Anne Bushnell was an Irish jazz and blues singer and cabaret performer.
21 Facts About Anne Bushnell
Anne Bushnell was born Anne Kavanagh in the Rotunda Hospital, Dublin on 28 March 1939.
Anne Bushnell was one of four children of John Kavanagh and Evelyn.
Anne Bushnell's father was a motor mechanic with a business on Arnott Street, Portobello, with the family living in Milltown.
Anne Bushnell attended the St Louis convent school in Rathmines, where she performed in plays and musicals and sang in the school choir.
Anne Bushnell was a salesman who shared her interest in music.
Anne Bushnell had continued to perform in amateur musicals, and from the early 1960s she sang with an Irish ceili band.
Anne Bushnell competed in the national song contest in 1968 singing Ballad to a Boy, and became a resident singer in the RTE Light Orchestra.
Anne Bushnell was a regular guest on RTE television variety shows from 1970, including hosting Girls, girls, girls.
From 1972 to 1974, Anne Bushnell was part of a group called Family Pride, which was a group of session musicians who recorded together regularly.
Anne Bushnell represented Ireland at a number of international contests and festivals as a solo artist, releasing a few singles and an unsuccessful album with CBS Records, Are you ready.
Anne Bushnell was a backing singer for two of Ireland's entries to the Eurovision Song Contest in 1974 and 1980.
Anne Bushnell was a regular in stage musicals from the mid to later 1970s, in productions such as the tribute shows to Jacques Brel and Bing Crosby, sometimes performing alongside her brother John Kavanagh.
In 1984 Anne Bushnell starred in a musical based on the life of Edith Piaf, No regrets, written specially for her by Leland Bardwell.
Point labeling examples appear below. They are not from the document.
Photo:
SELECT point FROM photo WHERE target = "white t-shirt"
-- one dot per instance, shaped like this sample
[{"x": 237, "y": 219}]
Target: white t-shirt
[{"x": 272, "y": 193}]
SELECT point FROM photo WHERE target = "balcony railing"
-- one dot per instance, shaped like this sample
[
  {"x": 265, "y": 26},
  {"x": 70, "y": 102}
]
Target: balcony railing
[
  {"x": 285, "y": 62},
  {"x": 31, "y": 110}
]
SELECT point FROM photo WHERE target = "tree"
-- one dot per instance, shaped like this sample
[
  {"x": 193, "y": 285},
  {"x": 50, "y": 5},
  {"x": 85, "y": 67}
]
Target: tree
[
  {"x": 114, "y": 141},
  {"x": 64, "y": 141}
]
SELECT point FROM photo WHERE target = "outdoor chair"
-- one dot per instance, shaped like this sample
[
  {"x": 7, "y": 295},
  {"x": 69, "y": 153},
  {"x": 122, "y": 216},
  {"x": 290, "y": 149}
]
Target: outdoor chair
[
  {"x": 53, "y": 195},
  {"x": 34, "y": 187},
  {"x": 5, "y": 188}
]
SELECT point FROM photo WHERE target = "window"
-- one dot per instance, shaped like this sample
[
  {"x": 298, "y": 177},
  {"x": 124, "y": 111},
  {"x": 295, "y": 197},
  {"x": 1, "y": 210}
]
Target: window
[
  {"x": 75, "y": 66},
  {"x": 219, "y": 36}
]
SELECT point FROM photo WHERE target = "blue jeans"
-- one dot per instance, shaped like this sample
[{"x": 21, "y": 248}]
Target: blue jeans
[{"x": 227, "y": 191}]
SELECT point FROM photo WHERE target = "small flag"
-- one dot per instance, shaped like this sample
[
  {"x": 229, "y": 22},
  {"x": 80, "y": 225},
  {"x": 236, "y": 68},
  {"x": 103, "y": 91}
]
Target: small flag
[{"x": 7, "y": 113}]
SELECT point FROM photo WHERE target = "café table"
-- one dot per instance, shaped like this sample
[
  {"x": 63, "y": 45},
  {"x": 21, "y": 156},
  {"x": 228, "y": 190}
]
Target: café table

Anne Bushnell was lauded for capturing Piaf's stage presence and husky voice.
Anne Bushnell reworked it into a successful one-woman show called The Little Sparrow, and devised a one-woman tribute to Judy Garland.
Anne Bushnell's cabaret act in the late 1980s was highly successful, featuring big numbers by Brel, Garland, and Piaf.
Anne Bushnell struggled with depression brought on initially by an underactive thyroid, and later exacerbated by her father's death and her husband's unemployment in the late 1980s.
Anne Bushnell continued to sing regularly until her death, often at events for charity.
Anne Bushnell was awarded the Cheshire Foundation award in 1994 for her charitable work.
Anne Bushnell died on 21 April 2011 in Tallaght Hospital, County Dublin of cancer, and was cremated at Mount Jerome Crematorium.